Em ambos, supostos sempre tanto o engenho natural quanto o domínio técnico das regras, arte é divulgação do feito extraordinário e, também, anúncio profético de outro maior e mais perfeito, que apenas após a intervenção do poeta ou pregador poder-se-ia conceber com nitidez. Arte é, para estes dois monstros do engenho, publicidade de um passado elevado e vibrante, e, ao mesmo tempo, fiança de uma história futura ainda mais alta que ela descobre embutida ou figurada na antiga. Ao revelar esse futuro e torná-lo presente em sua própria perfeição, tal arte antecipadamente participa de sua existência e assegura a sua vinda.
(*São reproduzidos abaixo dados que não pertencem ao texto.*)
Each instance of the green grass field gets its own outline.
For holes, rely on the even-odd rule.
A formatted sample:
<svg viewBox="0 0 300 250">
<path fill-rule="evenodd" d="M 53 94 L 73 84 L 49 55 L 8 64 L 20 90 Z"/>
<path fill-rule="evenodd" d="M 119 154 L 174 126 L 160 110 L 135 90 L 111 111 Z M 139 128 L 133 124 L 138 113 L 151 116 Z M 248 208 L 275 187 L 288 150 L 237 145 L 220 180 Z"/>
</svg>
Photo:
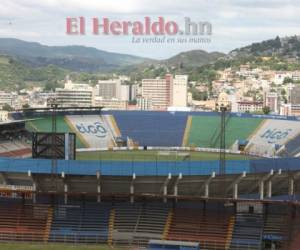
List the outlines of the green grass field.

Camões o diz, por exemplo, com modéstia afetada, na celebérrima Invocação do Primeiro Canto dos Lusíadas, quando postula para o seu “novo engenho” a faculdade de efetuar um canto cuja sublimidade alcança o preço do feito que se dispõe a divulgar:
“E vós, Tágides minhas, pois criado
Tendes em mim um novo engenho ardente,
Se sempre em verso humilde celebrado
Foi de mim vosso rio alegremente,
Dai-me agora um som alto e sublimado,
Um estilo grandíloquo e corrente,
Por que de vossas águas Febo ordene
Que não tenham inveja às de Hipocrene.
“Dai-me uma fúria grande e sonorosa,
E não de agreste avena ou frauta ruda,
Mas de tuba canora e belicosa,
Que o peito acende e a cor ao gesto muda;
Dai-me igual canto aos feitos da famosa
Gente vossa, que a Marte tanto ajuda:
Que se espalhe e se cante no Universo,
Se tão sublime preço cabe em verso.” [9]
Também o afirma naquela segunda invocação, no Canto Terceiro, desta vez para dar voz concertada à narração de Vasco da Gama, exigida pela curiosidade deslumbrada do Rei de Melinde, ansioso por conhecer detidamente “as obras Portuguesas singulares”. Novamente aqui é o fino desejo do intérprete, ordenado em canto pela Ninfa, que pode, ele apenas, descobrir e espalhar o verdadeiro merecimento dos lusitanos:
“Põe tu, Ninfa, em efeito meu desejo,
Como merece a gente Lusitana;
Que veja e saiba o mundo que do Tejo
O licor de Aganipe corre e mana.
Deixa as flores de Pindo, que já vejo
Banhar-me Apolo na água soberana;
Senão direi que tens algum receio
Que se escureça o teu querido Orfeio.” [10]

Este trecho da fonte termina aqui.